Midwest Steel & Iron Works was a metal fabrication company based in Denver, Colorado. Founded in 1893, the company was known for a time as the Jackson-Richter Iron Works. The company was one of the oldest and largest metal fabricators in Denver. The company built both structural and ornamental components for structures throughout Colorado, Wyoming, and New Mexico. The company's headquarters on Larimer Street in Denver includes an Art Deco office building and consists of a four-building complex that is itself considered a historic industrial site. The complex served as the company's headquarters from 1923 to 1983.

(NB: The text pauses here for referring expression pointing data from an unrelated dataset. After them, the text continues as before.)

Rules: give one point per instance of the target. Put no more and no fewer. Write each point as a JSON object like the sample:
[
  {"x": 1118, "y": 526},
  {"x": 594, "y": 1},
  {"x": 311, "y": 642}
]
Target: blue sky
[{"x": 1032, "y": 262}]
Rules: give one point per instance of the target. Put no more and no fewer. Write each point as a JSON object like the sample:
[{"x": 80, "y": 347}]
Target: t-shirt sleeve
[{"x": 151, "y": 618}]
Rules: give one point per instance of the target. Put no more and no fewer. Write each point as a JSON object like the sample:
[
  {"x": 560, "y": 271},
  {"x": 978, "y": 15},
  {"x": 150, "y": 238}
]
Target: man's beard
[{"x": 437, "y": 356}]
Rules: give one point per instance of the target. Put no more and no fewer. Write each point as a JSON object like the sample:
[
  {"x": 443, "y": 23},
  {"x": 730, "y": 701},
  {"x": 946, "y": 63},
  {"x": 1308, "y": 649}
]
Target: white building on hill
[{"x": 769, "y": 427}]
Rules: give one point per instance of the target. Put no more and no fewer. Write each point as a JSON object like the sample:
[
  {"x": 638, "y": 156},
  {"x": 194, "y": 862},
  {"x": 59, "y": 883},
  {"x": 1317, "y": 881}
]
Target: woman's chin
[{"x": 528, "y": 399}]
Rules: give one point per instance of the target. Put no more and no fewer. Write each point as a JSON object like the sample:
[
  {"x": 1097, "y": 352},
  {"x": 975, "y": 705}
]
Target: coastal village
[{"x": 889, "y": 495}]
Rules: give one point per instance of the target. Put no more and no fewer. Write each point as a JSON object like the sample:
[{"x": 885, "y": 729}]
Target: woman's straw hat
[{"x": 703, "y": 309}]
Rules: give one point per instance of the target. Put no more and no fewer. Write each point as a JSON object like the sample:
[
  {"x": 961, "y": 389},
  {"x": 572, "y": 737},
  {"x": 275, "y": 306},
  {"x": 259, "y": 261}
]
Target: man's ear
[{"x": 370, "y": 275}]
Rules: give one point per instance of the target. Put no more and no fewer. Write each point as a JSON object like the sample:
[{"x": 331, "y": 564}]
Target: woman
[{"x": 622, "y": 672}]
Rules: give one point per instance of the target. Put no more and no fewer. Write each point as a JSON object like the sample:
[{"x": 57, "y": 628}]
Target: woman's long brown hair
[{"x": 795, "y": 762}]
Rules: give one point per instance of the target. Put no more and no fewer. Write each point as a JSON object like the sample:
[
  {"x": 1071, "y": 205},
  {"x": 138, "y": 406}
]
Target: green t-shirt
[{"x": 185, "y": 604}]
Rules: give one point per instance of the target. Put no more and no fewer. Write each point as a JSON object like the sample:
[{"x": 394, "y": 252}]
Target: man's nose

Among other works, the company manufactured the four Big Thompson River bridges in Estes Park and Loveland, Colorado, all of which are listed on the National Register of Historic Places.

== History ==
The office building was built in 1906 and expanded in 1930 and in 1955. The 1930 addition was a two-story Art Deco style brick 72 ft by 35 ft building designed by Denver architect Roland L. Linder.

The shop building was built in 1911 and expanded in 1923, 1952, and 1967. While most of the firm's early machinery no longer exists, the shop contains an original rivet forge from circa 1925.

The complex was listed on the National Register of Historic Places in 1985. The listing included two contributing buildings on 2 acre.

In 2018, following a period of renovations, the building was reopened as a private event space.